There are seven Amana colonies, all clustered within a 17-mile driving loop about 15 miles northwest of Iowa City. Their roots were established by a religious movement known as the "Community of True Inspiration" which was founded in the early 1700's in Germany by Lutheran clergymen and their followers. After breaking away from the Church, these individuals faced unyielding persecution which forced them to emigrate in 1842 to Ebenezer, NY.
Wishing to establish a permanent home, the leaders moved west to the fertile lands of Iowa, where they established the Amana Community of True Inspiration in 1855. The early Amana was a pure communal system motivated by deep religious convictions. They established themselves as a completely self-sufficient society, requiring little contact with the "outside world." Their system survived for over 80 years before economic and social changes forced the leaders to develop a new plan for society members, which permitted private ownership of property. That was basically the end of the Amana communal way of life.
We drove the 17-mile "Amana Colonies Trail." The seven colonies include Amana, South Amana, West Amana, North Amana, Middle Amana, High Amana, and Little Amana. Amana is the largest and has the most to see, so we saved it for the end of our tour. It's unfortunate that most of what you see in the Amanas is related to selling things rather than teaching about the Amana way of life. There are few museums, and they're very small and very specialized. And one of them that we wanted to see, which was about agriculture, wasn't even open. So we basically saw a lot of "general stores," antique shops, gift shops, fudge and candy shops, and restaurants. But the overall look and feel of the buildings and streets was very unique and beautiful.
Our first stop was Al’s Copper Garden. They design and produce handmade yard and other ornaments out of copper. They bring in copper sheets and cut out the pattern, mold it, then paint it with auto paint, which makes it last in any weather condition.
Within all these flowers is a praying matis. It’s huge
They have a small observation room where you can watch the eight artists through the window.
Their work was beautiful, and if we lived in a sticks and bricks home I'd have probably bought something for the yard.
Our next stop was the Mini-Americana Barn Museum. Henry Moore had a boyhood dream to build the history of the world in small scale models. Most of his work was replicas of farm life during the 1800's and early 1900's, scaled to one inch per foot.
We were greeted by Henry Moore’s son.
There were over 200 building structures. Here are a few.
Coming out of the barn museum we saw a couple model A Fords. They’re part of a Model A club that's traveling across the country.
This one has an air conditioner installed under the dash. The wife said she wouldn’t go with him without air conditioning. :)
One of the places, the Broom and Basket Shop, advertised the "World's Biggest Rocking Chair." Well, we just had to see that!
You could buy hand-made brooms and baskets here.

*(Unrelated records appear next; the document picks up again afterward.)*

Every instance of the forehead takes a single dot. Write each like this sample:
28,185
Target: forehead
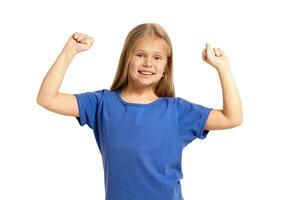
155,45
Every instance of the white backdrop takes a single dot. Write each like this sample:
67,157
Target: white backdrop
45,155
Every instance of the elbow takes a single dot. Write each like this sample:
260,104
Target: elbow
237,122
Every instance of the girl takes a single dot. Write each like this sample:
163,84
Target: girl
139,125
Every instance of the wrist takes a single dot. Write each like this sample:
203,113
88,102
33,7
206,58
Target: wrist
70,53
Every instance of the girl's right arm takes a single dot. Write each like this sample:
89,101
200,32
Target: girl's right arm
49,96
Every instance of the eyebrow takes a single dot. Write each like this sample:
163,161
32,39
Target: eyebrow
154,52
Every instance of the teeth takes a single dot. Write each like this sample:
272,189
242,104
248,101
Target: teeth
143,72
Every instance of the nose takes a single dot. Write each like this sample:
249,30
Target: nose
147,62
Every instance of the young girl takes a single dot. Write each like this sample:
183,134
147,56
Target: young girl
140,126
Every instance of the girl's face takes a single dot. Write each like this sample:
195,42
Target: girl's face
148,62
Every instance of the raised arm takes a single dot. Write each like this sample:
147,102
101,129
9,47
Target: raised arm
231,115
49,96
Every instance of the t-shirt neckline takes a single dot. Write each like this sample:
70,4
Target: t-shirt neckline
118,92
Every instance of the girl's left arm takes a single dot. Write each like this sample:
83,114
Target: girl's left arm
232,114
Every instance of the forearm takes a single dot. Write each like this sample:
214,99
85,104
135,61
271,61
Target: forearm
232,107
54,77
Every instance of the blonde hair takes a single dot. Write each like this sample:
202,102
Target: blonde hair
165,86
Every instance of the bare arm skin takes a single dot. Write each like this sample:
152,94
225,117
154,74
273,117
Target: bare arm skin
232,114
49,96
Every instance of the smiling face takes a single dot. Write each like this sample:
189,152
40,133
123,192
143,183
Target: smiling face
148,62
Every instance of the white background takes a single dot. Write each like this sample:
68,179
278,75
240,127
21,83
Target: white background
45,155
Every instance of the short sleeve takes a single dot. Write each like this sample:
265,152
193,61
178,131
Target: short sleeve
88,106
191,118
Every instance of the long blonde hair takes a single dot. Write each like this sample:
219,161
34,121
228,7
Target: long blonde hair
165,86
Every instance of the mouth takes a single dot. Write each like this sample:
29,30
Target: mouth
146,73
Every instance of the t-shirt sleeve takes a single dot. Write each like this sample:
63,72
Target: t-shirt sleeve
191,118
88,106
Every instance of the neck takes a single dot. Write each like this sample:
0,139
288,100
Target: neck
140,92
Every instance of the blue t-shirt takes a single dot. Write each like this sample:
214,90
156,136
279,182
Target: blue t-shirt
141,144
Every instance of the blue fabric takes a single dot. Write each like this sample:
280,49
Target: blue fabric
141,144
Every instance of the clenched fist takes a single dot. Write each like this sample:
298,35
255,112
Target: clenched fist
216,57
79,42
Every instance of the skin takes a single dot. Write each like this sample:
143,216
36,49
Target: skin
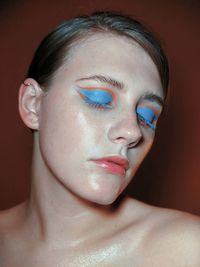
75,215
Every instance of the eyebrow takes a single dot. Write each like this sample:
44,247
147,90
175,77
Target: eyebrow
152,97
120,85
104,79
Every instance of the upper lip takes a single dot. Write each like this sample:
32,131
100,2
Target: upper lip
115,159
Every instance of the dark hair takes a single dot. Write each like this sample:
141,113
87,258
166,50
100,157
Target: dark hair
53,50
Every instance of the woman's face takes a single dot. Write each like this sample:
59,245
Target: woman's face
104,102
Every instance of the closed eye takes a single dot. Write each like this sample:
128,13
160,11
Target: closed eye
97,97
147,117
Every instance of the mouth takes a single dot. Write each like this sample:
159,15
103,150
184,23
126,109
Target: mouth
114,164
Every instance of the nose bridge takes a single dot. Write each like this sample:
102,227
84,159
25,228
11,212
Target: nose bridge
125,129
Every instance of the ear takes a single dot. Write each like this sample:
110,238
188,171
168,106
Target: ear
30,95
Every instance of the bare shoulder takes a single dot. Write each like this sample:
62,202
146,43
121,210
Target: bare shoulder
166,237
174,236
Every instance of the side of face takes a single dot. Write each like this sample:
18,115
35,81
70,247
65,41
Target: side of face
105,101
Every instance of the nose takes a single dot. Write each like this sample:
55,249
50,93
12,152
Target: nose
126,131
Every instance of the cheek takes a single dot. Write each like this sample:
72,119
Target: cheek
66,129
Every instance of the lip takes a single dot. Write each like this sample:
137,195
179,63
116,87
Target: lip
113,164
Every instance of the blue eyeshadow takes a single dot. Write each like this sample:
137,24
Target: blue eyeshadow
147,114
97,96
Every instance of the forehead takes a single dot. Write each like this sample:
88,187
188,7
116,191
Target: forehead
112,55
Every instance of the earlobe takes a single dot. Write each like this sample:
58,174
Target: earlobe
30,95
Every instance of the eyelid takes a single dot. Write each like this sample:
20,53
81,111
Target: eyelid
99,89
148,115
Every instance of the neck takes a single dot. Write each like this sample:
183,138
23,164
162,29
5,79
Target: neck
56,213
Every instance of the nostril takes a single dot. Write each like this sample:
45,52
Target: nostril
135,143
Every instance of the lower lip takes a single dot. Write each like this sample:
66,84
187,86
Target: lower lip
111,167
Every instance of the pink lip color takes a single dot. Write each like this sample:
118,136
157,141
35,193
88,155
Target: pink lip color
115,164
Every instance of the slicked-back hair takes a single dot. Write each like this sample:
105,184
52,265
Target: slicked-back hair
54,49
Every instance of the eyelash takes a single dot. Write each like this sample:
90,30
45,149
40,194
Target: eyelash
146,123
101,106
97,105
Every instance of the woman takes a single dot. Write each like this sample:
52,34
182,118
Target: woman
92,97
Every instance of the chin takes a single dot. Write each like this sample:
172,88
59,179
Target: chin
104,198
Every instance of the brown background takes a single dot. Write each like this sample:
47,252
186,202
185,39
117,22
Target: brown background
170,176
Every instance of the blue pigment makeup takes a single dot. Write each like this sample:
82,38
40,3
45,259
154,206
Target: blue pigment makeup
147,115
97,97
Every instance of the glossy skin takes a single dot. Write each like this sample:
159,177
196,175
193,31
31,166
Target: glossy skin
72,217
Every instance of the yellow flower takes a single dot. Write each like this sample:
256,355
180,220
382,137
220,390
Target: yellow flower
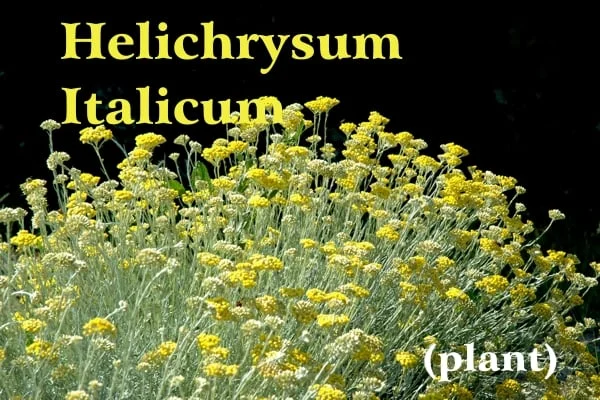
42,350
329,392
77,395
331,320
95,135
148,141
100,326
219,369
456,293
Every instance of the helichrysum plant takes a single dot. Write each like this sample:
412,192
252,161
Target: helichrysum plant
275,264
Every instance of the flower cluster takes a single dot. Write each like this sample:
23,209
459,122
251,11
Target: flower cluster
290,267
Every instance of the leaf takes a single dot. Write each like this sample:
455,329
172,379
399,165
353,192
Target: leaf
176,185
200,172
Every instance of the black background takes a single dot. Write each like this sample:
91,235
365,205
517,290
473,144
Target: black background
520,91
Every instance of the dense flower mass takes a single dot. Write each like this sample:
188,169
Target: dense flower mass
274,264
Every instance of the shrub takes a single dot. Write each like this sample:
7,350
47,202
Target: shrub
294,270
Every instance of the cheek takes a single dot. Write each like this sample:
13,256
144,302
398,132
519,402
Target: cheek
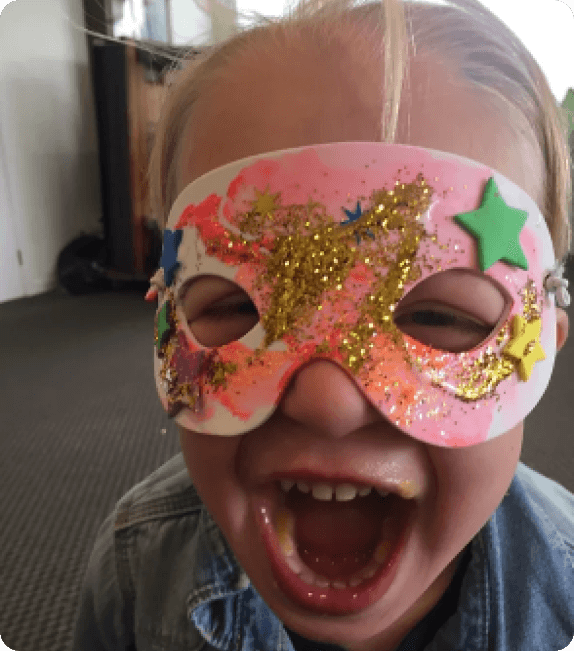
207,456
470,484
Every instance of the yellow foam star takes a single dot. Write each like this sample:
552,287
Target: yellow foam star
524,345
265,202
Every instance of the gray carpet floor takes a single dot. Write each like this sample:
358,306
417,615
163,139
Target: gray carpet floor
81,424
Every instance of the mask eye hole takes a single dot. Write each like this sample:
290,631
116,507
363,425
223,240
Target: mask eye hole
218,311
456,310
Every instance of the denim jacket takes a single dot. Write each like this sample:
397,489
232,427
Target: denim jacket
162,577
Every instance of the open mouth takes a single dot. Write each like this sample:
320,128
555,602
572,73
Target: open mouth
333,548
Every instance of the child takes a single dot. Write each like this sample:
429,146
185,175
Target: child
349,335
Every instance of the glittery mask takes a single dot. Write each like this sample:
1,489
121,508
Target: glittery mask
327,241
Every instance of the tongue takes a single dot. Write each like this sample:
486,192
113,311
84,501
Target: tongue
337,529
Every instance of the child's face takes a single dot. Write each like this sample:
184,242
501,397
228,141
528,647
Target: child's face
323,421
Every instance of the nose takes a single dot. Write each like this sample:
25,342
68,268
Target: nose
326,401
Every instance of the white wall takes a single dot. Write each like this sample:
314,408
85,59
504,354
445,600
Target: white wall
50,190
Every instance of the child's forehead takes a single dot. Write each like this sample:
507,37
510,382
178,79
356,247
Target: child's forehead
316,107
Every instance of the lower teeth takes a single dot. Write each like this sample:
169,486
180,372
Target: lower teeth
285,524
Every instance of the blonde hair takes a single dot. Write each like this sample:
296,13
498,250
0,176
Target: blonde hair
486,52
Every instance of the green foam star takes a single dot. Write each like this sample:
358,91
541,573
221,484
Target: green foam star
497,227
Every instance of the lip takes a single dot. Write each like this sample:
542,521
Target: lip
327,601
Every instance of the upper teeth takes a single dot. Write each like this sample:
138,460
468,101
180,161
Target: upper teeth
342,492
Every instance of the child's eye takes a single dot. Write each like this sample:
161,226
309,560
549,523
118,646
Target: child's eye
443,327
229,308
221,322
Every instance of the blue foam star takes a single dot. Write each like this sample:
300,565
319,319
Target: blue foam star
353,216
169,263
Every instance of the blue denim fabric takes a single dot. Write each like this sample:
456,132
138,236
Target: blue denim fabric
162,577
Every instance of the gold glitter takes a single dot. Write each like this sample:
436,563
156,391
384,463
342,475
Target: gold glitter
219,372
483,375
323,262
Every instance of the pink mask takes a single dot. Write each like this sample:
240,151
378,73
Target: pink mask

Jim got the Builder's Sandwich, which was an open-faced sandwich piled high with roast beef and gravy, with skillet-fried potatoes in the middle. I had the turkey reuben. They were great, and we left stuffed!
Custom Cutlery and Ironworks makes kitchen and hunting knives. Jim's a knife buff so we stopped in. They use some very old machinery to make the knives.
Many of the doors in town had this kind of opener. Can you call this OLD? I think it’s very unique
Our last stop was the Amana Meat Market and Smokehouse, where we picked up some meats and cheese. When we registered at the park yesterday we were given a "wooden nickel" good for a pound of brats for $1.
During our travels today we even found a geocache. There’s several geocaches around the area. We now can mark Iowa off our list of states we've found caches.
Overall we enjoyed our tour of the Amana Colonies. If you're looking to learn a lot of history you might be disappointed. But for a leisurely way to spend an afternoon of unique shopping and eating, it was a lot of fun.
Our evening was capped off by a quick visit from Denny and Char, who we met a few years ago at an RV-Dreams Rally. They were in the area so they stopped in for a quick catch-up chat. Thanks for stopping in guys.
Tomorrow we're off to Offutt AFB, Nebraska, just outside Omaha. A new state for Tumbleweed!